From the air ambulance industry point of view, the draft allows for arbitration if there is a dispute with regards to the billing. However, since this comes in the backdrop of a set rate, the industry is not too happy about it.
How is the Air Ambulance and the Wider Healthcare Industry taking it?
The American Hospitals Association has strongly opposed the draft. Their reasoning is that it harms the rural hospitals by limiting the access that patients currently have. The association went as far as saying it is a ‘windfall’ for the insurers ‘at the expense of’ community hospitals. American Association of Medical Colleges too has opposed the draft.

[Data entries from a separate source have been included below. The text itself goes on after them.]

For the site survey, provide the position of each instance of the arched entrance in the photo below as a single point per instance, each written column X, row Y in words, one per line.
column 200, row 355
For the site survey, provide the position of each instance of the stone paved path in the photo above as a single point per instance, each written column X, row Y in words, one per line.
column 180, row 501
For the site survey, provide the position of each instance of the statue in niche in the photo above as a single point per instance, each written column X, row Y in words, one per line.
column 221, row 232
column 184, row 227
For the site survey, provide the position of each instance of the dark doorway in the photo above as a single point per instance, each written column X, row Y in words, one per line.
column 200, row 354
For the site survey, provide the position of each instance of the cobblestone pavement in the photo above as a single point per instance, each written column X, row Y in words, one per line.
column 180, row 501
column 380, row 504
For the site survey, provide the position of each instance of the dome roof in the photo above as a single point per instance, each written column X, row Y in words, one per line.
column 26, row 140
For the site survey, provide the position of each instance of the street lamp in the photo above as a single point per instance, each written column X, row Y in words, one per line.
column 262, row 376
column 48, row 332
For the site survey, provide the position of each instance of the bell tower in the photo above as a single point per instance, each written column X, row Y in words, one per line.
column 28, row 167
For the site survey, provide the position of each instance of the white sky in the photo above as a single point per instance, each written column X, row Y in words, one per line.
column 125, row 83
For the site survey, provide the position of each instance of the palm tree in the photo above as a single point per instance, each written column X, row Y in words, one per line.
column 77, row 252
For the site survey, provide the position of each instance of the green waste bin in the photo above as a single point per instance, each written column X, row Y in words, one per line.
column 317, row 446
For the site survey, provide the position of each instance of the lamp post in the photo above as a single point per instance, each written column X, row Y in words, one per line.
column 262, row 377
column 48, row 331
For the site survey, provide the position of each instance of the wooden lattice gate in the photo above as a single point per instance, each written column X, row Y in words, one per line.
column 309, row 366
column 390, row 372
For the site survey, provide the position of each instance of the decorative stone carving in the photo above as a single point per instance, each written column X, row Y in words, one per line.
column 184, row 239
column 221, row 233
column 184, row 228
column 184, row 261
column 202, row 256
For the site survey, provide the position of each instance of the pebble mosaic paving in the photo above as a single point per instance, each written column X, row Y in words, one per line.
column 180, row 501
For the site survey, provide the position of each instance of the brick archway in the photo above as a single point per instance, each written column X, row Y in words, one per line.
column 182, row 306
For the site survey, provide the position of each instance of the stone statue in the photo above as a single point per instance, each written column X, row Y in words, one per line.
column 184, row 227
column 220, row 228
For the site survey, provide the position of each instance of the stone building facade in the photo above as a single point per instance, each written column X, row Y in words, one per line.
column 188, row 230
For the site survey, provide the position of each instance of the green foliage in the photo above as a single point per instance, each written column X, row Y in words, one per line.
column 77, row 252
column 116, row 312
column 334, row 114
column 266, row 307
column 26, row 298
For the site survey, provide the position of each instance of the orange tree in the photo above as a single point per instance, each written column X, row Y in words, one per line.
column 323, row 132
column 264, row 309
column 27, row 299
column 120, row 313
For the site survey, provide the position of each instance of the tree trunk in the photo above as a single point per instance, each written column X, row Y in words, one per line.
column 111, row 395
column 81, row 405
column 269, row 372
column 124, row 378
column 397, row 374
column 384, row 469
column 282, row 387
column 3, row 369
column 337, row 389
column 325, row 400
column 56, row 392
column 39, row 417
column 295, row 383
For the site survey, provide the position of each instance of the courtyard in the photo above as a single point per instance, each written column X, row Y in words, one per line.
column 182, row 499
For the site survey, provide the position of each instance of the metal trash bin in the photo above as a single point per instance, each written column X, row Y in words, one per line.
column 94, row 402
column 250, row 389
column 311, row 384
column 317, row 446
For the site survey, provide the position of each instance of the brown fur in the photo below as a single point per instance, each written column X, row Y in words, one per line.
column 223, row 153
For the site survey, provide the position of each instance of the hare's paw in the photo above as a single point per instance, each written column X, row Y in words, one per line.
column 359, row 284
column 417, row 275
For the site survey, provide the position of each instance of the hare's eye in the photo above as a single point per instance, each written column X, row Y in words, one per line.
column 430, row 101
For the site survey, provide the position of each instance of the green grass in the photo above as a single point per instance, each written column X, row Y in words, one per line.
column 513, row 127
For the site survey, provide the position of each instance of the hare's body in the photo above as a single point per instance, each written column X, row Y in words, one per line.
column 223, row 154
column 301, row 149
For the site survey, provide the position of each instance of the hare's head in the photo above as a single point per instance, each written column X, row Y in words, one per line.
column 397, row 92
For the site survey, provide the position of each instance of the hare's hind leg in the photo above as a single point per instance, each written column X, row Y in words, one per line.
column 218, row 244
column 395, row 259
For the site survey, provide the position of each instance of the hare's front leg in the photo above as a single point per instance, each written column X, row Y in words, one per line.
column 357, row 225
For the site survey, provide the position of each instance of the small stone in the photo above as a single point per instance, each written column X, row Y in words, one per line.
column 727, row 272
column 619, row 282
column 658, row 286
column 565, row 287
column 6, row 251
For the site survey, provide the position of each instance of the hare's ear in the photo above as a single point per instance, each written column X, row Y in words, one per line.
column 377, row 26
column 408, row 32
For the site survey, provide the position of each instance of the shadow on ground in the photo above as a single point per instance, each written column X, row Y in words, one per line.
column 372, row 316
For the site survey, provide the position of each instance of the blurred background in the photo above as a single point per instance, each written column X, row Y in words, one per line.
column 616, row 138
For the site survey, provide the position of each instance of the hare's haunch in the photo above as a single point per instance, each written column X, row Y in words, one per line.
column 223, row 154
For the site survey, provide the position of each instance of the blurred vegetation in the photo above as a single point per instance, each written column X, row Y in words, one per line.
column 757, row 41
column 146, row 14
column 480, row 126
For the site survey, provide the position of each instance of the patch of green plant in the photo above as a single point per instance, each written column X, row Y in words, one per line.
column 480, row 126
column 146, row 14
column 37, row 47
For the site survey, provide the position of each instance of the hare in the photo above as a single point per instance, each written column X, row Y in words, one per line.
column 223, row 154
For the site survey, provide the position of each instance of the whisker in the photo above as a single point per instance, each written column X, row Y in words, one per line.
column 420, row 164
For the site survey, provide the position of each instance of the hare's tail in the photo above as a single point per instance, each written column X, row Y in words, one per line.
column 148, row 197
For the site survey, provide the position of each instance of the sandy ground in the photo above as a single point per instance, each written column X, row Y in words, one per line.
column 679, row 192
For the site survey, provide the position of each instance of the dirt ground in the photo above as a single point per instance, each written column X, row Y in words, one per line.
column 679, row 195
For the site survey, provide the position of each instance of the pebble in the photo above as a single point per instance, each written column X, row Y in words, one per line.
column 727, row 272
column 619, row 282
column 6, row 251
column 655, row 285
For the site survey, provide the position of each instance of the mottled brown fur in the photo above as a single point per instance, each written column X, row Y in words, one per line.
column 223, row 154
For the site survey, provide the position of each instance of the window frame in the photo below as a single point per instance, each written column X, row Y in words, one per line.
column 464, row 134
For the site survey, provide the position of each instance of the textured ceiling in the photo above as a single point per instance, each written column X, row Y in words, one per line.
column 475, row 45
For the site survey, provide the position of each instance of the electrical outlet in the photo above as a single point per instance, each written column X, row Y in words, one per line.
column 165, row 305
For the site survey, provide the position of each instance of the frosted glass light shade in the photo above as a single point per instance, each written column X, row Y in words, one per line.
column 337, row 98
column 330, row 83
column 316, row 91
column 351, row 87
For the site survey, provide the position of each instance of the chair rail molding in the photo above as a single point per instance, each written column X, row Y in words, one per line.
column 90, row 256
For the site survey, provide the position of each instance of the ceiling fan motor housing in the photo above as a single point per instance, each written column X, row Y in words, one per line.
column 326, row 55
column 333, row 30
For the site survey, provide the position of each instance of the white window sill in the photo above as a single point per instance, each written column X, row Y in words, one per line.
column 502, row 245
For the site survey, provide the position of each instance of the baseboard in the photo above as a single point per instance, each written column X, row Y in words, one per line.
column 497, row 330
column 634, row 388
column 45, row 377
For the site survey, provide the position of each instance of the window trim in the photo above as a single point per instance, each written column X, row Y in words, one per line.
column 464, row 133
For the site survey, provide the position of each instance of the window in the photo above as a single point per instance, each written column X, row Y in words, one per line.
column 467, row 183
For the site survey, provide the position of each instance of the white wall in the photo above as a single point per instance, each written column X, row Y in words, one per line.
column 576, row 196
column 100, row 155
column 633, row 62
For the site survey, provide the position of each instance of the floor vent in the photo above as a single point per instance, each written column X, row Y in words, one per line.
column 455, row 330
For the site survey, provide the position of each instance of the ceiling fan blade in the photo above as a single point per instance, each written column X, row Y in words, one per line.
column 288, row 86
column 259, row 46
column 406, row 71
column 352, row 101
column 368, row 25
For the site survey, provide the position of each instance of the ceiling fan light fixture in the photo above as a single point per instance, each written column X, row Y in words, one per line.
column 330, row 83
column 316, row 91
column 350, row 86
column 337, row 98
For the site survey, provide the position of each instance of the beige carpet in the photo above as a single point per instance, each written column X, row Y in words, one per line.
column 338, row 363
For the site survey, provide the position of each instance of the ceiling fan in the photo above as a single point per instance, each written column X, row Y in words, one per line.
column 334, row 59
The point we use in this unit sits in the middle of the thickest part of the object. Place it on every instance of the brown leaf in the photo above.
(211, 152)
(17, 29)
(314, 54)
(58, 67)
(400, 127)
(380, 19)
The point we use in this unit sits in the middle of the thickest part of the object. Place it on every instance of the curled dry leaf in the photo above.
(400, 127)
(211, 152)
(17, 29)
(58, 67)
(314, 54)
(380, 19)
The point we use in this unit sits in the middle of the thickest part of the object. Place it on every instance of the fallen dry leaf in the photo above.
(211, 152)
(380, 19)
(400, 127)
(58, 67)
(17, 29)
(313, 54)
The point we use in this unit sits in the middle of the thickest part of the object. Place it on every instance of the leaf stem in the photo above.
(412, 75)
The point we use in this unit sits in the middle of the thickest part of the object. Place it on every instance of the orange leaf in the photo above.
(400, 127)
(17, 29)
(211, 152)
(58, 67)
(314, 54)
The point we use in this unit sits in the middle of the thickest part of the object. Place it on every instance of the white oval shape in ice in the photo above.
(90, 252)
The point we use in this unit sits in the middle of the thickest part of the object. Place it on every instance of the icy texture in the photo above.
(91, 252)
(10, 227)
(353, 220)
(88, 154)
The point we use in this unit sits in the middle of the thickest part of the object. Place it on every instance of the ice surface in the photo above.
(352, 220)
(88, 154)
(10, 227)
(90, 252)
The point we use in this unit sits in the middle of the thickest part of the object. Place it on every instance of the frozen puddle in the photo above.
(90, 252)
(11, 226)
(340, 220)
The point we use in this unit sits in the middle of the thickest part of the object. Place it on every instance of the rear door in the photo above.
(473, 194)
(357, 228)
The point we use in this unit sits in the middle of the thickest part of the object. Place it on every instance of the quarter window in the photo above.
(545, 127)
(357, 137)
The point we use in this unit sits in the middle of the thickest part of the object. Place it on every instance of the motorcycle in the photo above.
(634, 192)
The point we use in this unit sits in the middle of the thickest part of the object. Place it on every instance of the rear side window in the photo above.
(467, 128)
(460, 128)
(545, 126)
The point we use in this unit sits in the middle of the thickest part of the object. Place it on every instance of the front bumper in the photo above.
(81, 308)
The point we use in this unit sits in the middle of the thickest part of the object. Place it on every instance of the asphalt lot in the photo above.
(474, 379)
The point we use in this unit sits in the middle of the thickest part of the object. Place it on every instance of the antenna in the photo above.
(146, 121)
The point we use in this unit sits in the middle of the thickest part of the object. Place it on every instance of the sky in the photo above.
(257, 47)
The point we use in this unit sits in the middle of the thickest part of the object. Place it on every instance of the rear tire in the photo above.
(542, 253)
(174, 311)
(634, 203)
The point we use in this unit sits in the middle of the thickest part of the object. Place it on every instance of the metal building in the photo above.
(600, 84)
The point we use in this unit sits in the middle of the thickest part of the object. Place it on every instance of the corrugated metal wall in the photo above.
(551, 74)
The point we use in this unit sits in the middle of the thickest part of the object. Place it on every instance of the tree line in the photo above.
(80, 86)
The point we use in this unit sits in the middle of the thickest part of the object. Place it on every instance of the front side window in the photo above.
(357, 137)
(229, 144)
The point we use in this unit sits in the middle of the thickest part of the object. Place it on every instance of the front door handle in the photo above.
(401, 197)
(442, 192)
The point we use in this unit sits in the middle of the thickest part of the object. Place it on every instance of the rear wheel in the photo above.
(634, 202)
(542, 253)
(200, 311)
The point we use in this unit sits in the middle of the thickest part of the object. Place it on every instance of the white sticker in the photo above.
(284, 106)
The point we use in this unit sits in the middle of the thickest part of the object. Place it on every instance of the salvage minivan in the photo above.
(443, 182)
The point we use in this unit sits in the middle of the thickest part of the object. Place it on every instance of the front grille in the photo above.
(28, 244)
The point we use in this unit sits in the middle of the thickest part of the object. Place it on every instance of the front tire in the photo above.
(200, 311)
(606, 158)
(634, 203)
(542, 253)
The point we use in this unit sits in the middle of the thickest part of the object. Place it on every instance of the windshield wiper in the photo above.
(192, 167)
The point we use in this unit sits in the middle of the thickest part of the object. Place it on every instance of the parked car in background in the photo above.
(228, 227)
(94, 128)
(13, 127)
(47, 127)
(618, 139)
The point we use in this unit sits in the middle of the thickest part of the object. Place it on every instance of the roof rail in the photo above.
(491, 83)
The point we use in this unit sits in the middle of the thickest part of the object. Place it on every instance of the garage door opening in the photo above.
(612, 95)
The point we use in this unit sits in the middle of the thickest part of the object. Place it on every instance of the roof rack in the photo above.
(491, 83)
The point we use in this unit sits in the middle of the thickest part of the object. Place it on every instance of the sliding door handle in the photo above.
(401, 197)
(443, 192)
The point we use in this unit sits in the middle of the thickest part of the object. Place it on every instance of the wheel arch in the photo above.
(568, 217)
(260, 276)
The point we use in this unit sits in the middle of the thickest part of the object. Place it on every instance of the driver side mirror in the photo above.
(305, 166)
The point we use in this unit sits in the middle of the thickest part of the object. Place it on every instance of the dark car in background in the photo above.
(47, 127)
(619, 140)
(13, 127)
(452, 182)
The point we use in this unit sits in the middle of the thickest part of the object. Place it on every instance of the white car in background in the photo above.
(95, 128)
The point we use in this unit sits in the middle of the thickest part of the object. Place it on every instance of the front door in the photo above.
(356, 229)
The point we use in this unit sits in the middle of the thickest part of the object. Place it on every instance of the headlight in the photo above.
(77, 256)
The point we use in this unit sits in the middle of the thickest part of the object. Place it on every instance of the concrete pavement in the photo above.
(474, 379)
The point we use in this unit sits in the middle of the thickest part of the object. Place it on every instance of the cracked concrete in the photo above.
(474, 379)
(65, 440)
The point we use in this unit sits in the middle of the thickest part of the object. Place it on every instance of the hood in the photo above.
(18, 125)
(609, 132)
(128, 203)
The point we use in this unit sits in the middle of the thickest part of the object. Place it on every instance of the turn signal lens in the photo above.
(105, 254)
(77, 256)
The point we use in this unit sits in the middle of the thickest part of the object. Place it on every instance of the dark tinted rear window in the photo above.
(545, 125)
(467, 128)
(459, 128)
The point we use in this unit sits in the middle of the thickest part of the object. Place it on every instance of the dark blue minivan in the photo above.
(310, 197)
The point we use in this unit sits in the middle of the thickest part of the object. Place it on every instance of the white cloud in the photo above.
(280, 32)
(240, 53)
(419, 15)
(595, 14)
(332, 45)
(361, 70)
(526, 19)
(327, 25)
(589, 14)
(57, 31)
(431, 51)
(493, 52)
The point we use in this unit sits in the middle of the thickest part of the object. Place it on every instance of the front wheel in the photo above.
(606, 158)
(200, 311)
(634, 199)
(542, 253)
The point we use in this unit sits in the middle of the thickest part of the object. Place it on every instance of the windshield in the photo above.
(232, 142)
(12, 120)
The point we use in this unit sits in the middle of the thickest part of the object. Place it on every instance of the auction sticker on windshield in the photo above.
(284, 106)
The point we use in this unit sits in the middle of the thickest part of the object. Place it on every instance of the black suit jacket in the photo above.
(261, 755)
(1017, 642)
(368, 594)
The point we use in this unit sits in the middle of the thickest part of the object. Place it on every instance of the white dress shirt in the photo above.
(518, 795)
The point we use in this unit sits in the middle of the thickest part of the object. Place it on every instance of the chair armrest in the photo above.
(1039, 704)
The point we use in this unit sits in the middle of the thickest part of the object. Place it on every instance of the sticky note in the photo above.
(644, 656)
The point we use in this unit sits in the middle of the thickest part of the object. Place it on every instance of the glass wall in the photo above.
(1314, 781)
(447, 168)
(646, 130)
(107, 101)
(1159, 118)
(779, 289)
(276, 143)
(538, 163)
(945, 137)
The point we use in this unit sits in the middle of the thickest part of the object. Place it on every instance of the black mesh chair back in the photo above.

America’s Health Insurance Plans has displayed its dissatisfaction surrounding the provision for arbitration.
More about Arbitration
When it comes to air ambulance companies, arbitration will only be possible for amounts over $25,000. The industry is also expected to provide two years’ worth of data pertaining to costs. This data would be provided to US Transportation Secretary as well as HHS.
The air ambulance industry has been vocal in raising the concerns surrounding patient safety as well as closure of medical bases. They also pointed out that the current insurance payouts by Medicare and Medicaid do not cover even 40% of the costs.